In the C.G.S system the magnitude of the force is \[100{\rm{ dyne}}\]. In another system where the fundamental physical quantities are kilogram, metre, and minute, and the magnitude of force is:
A. 0.036
B. 0.36
C. 3.6
D. 36

Answer 1

Hint:We will convert the Centimetre-gram-second system unit of force dyne into S.I. unit of force that is Newton. Later we will convert Newton into its fundamental physical quantities (kilogram, metre and second). At last, we will convert the fundamental quantity second into a minute.

Complete step by step answer:
We are given that the magnitude of the force is \[P = 100{\rm{ dyne}}\].
We have to find the magnitude of the force in fundamental physical quantities (kilogram, metre and minute).

We know that the unit dyne in terms of Newton can be expressed as:
\[1{\rm{ dyne}} = {10^{ - 5}}{\rm{ N}}\]…….(1)
We can write the conversion of Newton into its fundamental units (kilogram, metre and second) as below:
\[1{\rm{ N}} = {\rm{kg}}{{\rm{m}} {\left/
{\vphantom {{\rm{m}} {{{\rm{s}}^2}}}} \right.
} {{{\rm{s}}^2}}}\]
On substituting \[{\rm{kg}}{{\rm{m}} {\left/
{\vphantom {{\rm{m}} {{{\rm{s}}^2}}}} \right.
} {{{\rm{s}}^2}}}\] for Newton in equation (1), we get:
\[1{\rm{ dyne}} = {10^{ - 5}}{\rm{ kg}}{{\rm{m}} {\left/
{\vphantom {{\rm{m}} {{{\rm{s}}^2}}}} \right.
} {{{\rm{s}}^2}}}\]
Let us write the expression for the given value of force
\[
P = 100{\rm{ dyne}} \times \left( {\dfrac{{{{10}^{ - 5}}{\rm{ kg}}{{\rm{m}} {\left/
{\vphantom {{\rm{m}} {{{\rm{s}}^2}}}} \right.
} {{{\rm{s}}^2}}}}}{{{\rm{dyne}}}}} \right)\\
= {10^{ - 3}}{\rm{ kg}}{{\rm{m}} {\left/
{\vphantom {{\rm{m}} {{{\rm{s}}^2}}}} \right.
} {{{\rm{s}}^2}}} \times {\left( {\dfrac{{{\rm{60 s}}}}{{{\rm{min}}}}} \right)^2}\\
= 3.6{\rm{ kg}}{{\rm{m}} {\left/
{\vphantom {{\rm{m}} {{{\min }^2}}}} \right.
} {{{\min }^2}}}
\]

Therefore, the magnitude of the force in terms of fundamental physical quantities are kilogram, metre, and the minute is 3.6, and option (C) is correct.
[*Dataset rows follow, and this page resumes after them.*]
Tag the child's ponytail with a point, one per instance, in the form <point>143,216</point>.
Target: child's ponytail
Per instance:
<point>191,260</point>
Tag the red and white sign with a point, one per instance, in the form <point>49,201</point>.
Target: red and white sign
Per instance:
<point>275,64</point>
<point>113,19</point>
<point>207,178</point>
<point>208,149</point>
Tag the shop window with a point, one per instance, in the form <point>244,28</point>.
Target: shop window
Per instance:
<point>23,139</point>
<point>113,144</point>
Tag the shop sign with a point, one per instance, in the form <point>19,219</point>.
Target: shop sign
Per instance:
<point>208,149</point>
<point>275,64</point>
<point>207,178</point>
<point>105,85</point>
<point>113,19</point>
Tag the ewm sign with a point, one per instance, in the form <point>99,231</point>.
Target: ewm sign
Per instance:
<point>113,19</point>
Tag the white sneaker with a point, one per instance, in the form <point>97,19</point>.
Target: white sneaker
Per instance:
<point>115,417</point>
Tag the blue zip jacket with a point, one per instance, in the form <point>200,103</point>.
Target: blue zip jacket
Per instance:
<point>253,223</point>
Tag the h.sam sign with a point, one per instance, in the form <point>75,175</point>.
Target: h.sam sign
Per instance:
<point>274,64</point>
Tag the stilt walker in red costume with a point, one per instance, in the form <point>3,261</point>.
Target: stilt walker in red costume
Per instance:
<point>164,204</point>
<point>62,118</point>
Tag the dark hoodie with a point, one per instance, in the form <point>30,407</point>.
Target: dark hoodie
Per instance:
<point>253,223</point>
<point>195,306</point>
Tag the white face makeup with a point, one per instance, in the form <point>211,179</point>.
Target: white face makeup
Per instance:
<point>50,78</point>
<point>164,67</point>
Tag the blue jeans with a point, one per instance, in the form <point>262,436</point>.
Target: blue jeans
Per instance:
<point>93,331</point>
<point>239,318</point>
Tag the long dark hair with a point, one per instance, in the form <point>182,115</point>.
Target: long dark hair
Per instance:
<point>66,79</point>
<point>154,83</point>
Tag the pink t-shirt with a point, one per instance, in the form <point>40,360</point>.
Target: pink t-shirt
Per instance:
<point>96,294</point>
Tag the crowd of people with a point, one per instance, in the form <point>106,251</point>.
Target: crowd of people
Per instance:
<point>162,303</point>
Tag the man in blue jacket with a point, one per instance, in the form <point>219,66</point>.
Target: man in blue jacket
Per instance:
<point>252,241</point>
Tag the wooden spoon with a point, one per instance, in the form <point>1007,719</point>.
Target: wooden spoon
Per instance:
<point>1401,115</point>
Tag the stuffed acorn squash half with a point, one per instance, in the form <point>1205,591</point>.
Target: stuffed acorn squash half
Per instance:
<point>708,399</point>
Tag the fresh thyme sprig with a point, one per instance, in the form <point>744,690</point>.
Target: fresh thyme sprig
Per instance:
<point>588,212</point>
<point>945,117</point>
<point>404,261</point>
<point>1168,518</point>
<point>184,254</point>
Note: Alternate method: First, we will convert the C.G.S. system unit of force given in dyne into its fundamental quantities (centimetre, gram and second). Then using the below formula, we can find the magnitude of the force in kilogram, metre and minute:
\[{n_2} = {n_1}{\left[ {\dfrac{{{{\rm{M}}_1}}}{{{{\rm{M}}_2}}}} \right]^a}{\left[ {\dfrac{{{{\rm{L}}_1}}}{{{{\rm{L}}_2}}}} \right]^b}{\left[ {\dfrac{{{{\rm{L}}_1}}}{{{{\rm{L}}_2}}}} \right]^c}\]
Here a=1, b=1 and c= -2.
\[{n_1}\] is the magnitude of the given value of force and \[{n_2}\] is the magnitude of the required force.
And, \[\left[ {{{\rm{L}}_1}} \right] = {\rm{cm}}\], \[\left[ {{{\rm{L}}_2}} \right] = {\rm{m}}\], \[\left[ {{{\rm{M}}_1}} \right] = {\rm{ g}}\], \[\left[ {{{\rm{M}}_2}} \right] = {\rm{kg}}\], \[\left[ {{{\rm{T}}_1}} \right] = {\rm{s}}\].
We also know that the dimensional formula of force is given by \[\left[ {{{\rm{M}}^1}{{\rm{L}}^1}{{\rm{T}}^{ - 2}}} \right]\].